Table[f4graph[omega], {omega, 3}]

The code below finds all of triangle subgraphs (3-cycles) in each of the above graphs

h = CycleGraph[3];
    s[delta_] := 
      Subsets[Range[VertexCount[f4graph[delta]]], {VertexCount[h]}];
    p[delta_] := 
      Select[Subgraph[f4graph[delta], #] & /@ s[delta], 
       IsomorphicGraphQ[#, h] &];
    n[delta_] := Length[p[delta]];
o[alpha_, beta_] := VertexList[p[alpha][[beta]]];

so p defines a list of triangles (as graphs) for any of the given graphs above and o gives a list of the vertex numbers that form a triangle in each of the three graphs e.g. o[2,3] gives vertices for the 'third' triangle in graph 2.

Some context to my issue: some of the triangles in these graphs are redundant for what I am looking at, for example, in the first graph, the triangle formed by vertices {1,2,7} is 'equivalent' to the triangles {1,4,7}, {2,3,5}, {3,4,5} because I can geometrically get to one of the latter triangles by some kind of symmetry, in this case (possibly compositions) reflections. {1,2,7} is also 'equivalent' to {2,6,7}, {4,7,8}, {2,3,6},{3,4,8}, this can be seen by using Graph3D for the first graph, rotating the graph a bit and noting the 'equivalence' between edges 15 and edges 68. More examples of what I mean by 'equivalence' are written below.In the context of I gain no new information by looking at {1,4,7} if I've already looked at {1,2,7}. However, {1,2,7} is 'nonequivalent' the rest of the triangles of the graph, namely, {6,7,8}, {3,6,8}, {1,2,5}, {1,4,5} (which forms its own class of equivalent triangles of graph 1).
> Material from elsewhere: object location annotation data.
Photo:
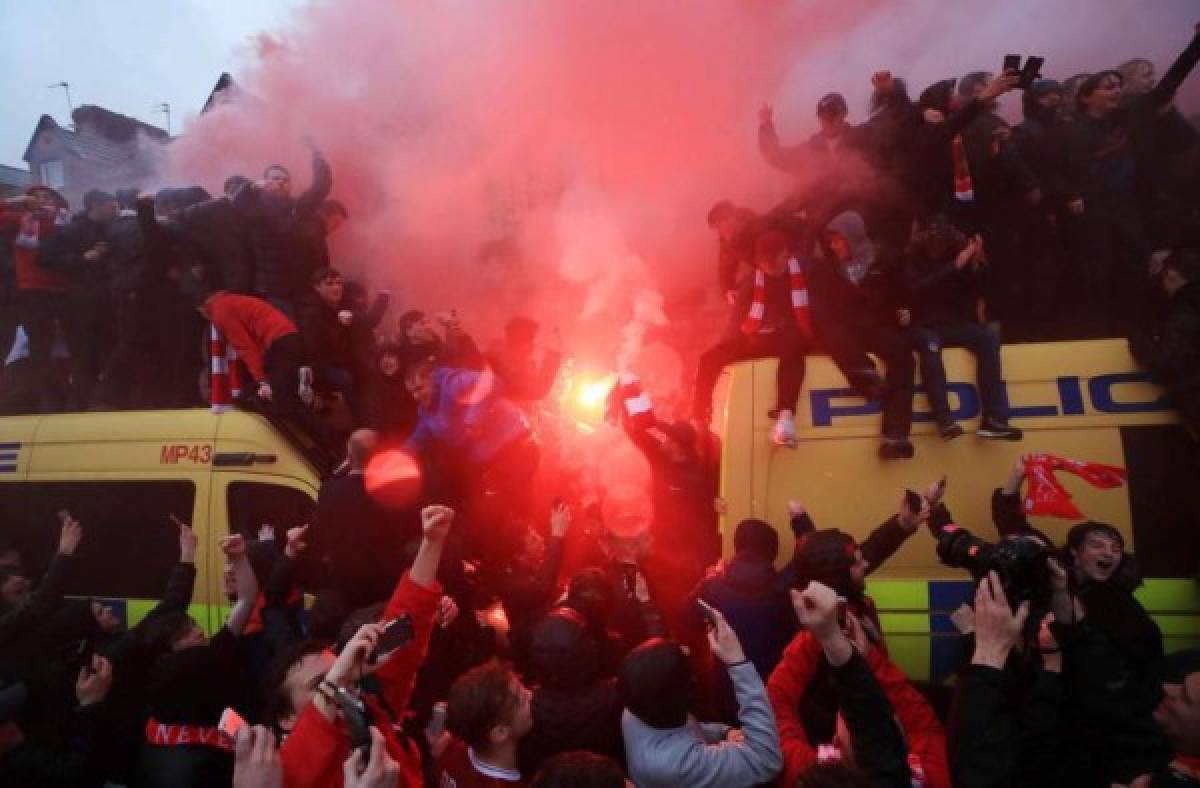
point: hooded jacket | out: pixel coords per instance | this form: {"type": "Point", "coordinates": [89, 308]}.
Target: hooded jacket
{"type": "Point", "coordinates": [573, 707]}
{"type": "Point", "coordinates": [802, 666]}
{"type": "Point", "coordinates": [748, 591]}
{"type": "Point", "coordinates": [25, 233]}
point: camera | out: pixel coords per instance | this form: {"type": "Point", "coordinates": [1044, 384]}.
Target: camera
{"type": "Point", "coordinates": [1020, 563]}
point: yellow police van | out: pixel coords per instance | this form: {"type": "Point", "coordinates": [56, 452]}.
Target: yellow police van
{"type": "Point", "coordinates": [124, 474]}
{"type": "Point", "coordinates": [1078, 399]}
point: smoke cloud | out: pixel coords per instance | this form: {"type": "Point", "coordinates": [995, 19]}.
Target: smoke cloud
{"type": "Point", "coordinates": [557, 158]}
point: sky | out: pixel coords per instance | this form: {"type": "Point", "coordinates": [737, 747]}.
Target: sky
{"type": "Point", "coordinates": [127, 56]}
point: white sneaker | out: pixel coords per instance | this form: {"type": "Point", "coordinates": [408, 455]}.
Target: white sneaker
{"type": "Point", "coordinates": [784, 432]}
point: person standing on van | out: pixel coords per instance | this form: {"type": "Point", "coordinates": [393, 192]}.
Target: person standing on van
{"type": "Point", "coordinates": [268, 343]}
{"type": "Point", "coordinates": [942, 271]}
{"type": "Point", "coordinates": [769, 319]}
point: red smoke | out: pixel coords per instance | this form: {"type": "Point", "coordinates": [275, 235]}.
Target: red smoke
{"type": "Point", "coordinates": [555, 158]}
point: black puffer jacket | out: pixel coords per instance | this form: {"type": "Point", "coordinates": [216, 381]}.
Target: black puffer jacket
{"type": "Point", "coordinates": [277, 232]}
{"type": "Point", "coordinates": [573, 708]}
{"type": "Point", "coordinates": [1171, 350]}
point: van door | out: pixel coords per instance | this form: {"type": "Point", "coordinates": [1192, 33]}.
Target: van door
{"type": "Point", "coordinates": [129, 547]}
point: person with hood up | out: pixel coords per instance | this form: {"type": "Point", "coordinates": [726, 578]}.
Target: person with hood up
{"type": "Point", "coordinates": [79, 251]}
{"type": "Point", "coordinates": [475, 433]}
{"type": "Point", "coordinates": [1102, 173]}
{"type": "Point", "coordinates": [805, 667]}
{"type": "Point", "coordinates": [855, 308]}
{"type": "Point", "coordinates": [39, 299]}
{"type": "Point", "coordinates": [419, 341]}
{"type": "Point", "coordinates": [769, 319]}
{"type": "Point", "coordinates": [665, 746]}
{"type": "Point", "coordinates": [276, 221]}
{"type": "Point", "coordinates": [574, 708]}
{"type": "Point", "coordinates": [750, 595]}
{"type": "Point", "coordinates": [191, 685]}
{"type": "Point", "coordinates": [1170, 350]}
{"type": "Point", "coordinates": [942, 269]}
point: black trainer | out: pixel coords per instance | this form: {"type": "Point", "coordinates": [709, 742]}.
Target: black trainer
{"type": "Point", "coordinates": [949, 431]}
{"type": "Point", "coordinates": [997, 429]}
{"type": "Point", "coordinates": [897, 449]}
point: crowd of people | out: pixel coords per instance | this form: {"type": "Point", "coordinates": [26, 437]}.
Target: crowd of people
{"type": "Point", "coordinates": [480, 632]}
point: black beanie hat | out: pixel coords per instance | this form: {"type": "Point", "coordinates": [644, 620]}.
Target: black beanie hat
{"type": "Point", "coordinates": [826, 557]}
{"type": "Point", "coordinates": [563, 650]}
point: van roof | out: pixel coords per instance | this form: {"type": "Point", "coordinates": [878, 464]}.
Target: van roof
{"type": "Point", "coordinates": [149, 441]}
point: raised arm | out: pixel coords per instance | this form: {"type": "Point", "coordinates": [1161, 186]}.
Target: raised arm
{"type": "Point", "coordinates": [317, 192]}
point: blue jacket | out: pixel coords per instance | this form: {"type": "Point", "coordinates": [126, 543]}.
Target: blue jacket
{"type": "Point", "coordinates": [467, 416]}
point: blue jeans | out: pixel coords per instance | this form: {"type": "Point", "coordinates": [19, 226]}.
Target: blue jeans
{"type": "Point", "coordinates": [979, 341]}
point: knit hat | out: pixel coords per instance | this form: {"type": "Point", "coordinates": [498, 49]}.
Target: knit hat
{"type": "Point", "coordinates": [937, 96]}
{"type": "Point", "coordinates": [563, 650]}
{"type": "Point", "coordinates": [832, 104]}
{"type": "Point", "coordinates": [826, 557]}
{"type": "Point", "coordinates": [756, 536]}
{"type": "Point", "coordinates": [769, 245]}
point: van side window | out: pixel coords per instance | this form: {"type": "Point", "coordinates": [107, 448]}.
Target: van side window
{"type": "Point", "coordinates": [129, 541]}
{"type": "Point", "coordinates": [1163, 468]}
{"type": "Point", "coordinates": [255, 504]}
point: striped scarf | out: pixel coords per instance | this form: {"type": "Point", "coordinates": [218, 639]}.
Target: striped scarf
{"type": "Point", "coordinates": [964, 190]}
{"type": "Point", "coordinates": [799, 300]}
{"type": "Point", "coordinates": [226, 376]}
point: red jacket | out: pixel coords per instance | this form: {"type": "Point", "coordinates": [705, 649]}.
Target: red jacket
{"type": "Point", "coordinates": [790, 680]}
{"type": "Point", "coordinates": [30, 275]}
{"type": "Point", "coordinates": [316, 750]}
{"type": "Point", "coordinates": [251, 325]}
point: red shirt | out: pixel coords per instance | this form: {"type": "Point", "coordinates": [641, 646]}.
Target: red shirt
{"type": "Point", "coordinates": [30, 275]}
{"type": "Point", "coordinates": [317, 747]}
{"type": "Point", "coordinates": [250, 325]}
{"type": "Point", "coordinates": [459, 768]}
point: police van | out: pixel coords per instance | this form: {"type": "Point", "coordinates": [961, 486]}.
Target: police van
{"type": "Point", "coordinates": [1078, 399]}
{"type": "Point", "coordinates": [124, 474]}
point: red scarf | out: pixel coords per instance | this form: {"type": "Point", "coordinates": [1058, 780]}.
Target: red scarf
{"type": "Point", "coordinates": [226, 376]}
{"type": "Point", "coordinates": [964, 190]}
{"type": "Point", "coordinates": [799, 300]}
{"type": "Point", "coordinates": [1044, 494]}
{"type": "Point", "coordinates": [162, 734]}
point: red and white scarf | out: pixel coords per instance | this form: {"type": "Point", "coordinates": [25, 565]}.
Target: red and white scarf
{"type": "Point", "coordinates": [165, 734]}
{"type": "Point", "coordinates": [225, 383]}
{"type": "Point", "coordinates": [799, 300]}
{"type": "Point", "coordinates": [964, 188]}
{"type": "Point", "coordinates": [1044, 494]}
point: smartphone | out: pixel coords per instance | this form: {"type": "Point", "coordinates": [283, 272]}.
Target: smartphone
{"type": "Point", "coordinates": [941, 487]}
{"type": "Point", "coordinates": [912, 501]}
{"type": "Point", "coordinates": [1032, 66]}
{"type": "Point", "coordinates": [231, 722]}
{"type": "Point", "coordinates": [354, 713]}
{"type": "Point", "coordinates": [629, 577]}
{"type": "Point", "coordinates": [397, 633]}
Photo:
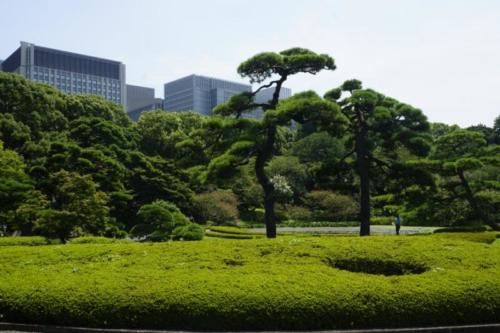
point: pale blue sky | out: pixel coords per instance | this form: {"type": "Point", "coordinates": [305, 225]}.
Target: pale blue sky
{"type": "Point", "coordinates": [441, 56]}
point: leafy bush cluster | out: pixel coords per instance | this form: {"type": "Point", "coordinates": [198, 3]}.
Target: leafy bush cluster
{"type": "Point", "coordinates": [23, 241]}
{"type": "Point", "coordinates": [289, 283]}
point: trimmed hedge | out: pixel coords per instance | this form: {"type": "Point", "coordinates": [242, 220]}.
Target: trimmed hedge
{"type": "Point", "coordinates": [472, 228]}
{"type": "Point", "coordinates": [23, 240]}
{"type": "Point", "coordinates": [479, 237]}
{"type": "Point", "coordinates": [97, 240]}
{"type": "Point", "coordinates": [282, 284]}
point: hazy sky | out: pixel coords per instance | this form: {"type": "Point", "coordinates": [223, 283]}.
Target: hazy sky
{"type": "Point", "coordinates": [441, 56]}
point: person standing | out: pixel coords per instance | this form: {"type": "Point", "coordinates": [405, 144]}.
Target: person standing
{"type": "Point", "coordinates": [398, 224]}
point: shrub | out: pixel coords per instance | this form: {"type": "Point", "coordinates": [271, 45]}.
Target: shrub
{"type": "Point", "coordinates": [299, 283]}
{"type": "Point", "coordinates": [188, 232]}
{"type": "Point", "coordinates": [157, 221]}
{"type": "Point", "coordinates": [23, 240]}
{"type": "Point", "coordinates": [382, 220]}
{"type": "Point", "coordinates": [330, 206]}
{"type": "Point", "coordinates": [97, 240]}
{"type": "Point", "coordinates": [299, 213]}
{"type": "Point", "coordinates": [465, 228]}
{"type": "Point", "coordinates": [219, 206]}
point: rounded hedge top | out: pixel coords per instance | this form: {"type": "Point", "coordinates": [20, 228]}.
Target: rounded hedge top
{"type": "Point", "coordinates": [287, 283]}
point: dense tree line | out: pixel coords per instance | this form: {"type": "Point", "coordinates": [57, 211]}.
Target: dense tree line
{"type": "Point", "coordinates": [74, 165]}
I'm using the word '(non)equivalent' because I am not familiar with a term for this in graph theory.

It is easily seen in the second graph that there is only one triangle to consider, e.g. triangle {1,2,6}, we can rotate and/or reflect to get to all other triangles. In this case, I would like the list p[2] to reduce to just one of the triangles (any of them, as they are all 'equivalent').

So the upshot of my question is, how can I algorithmically reduce my list of triangles in p to give a list of triangle(s) that are 'nonequivalent' to each other. Quickly starting at graph 1, I'd expect 2 'nonequivalent' triangles from ALL of the triangles in p[1], for example triangles from the following vertices {1,2,7},{1,2,5} OR any 'equivalent' version of this, e.g. {2,3,6}, {1,4,5} OR {3,4,8}, {6,7,8}. Right now, p[1] consists of 12 triangles, I'd like the list to reduce to 2 'nonequivalent' triangles using this 'geometric' symmetry as a classification.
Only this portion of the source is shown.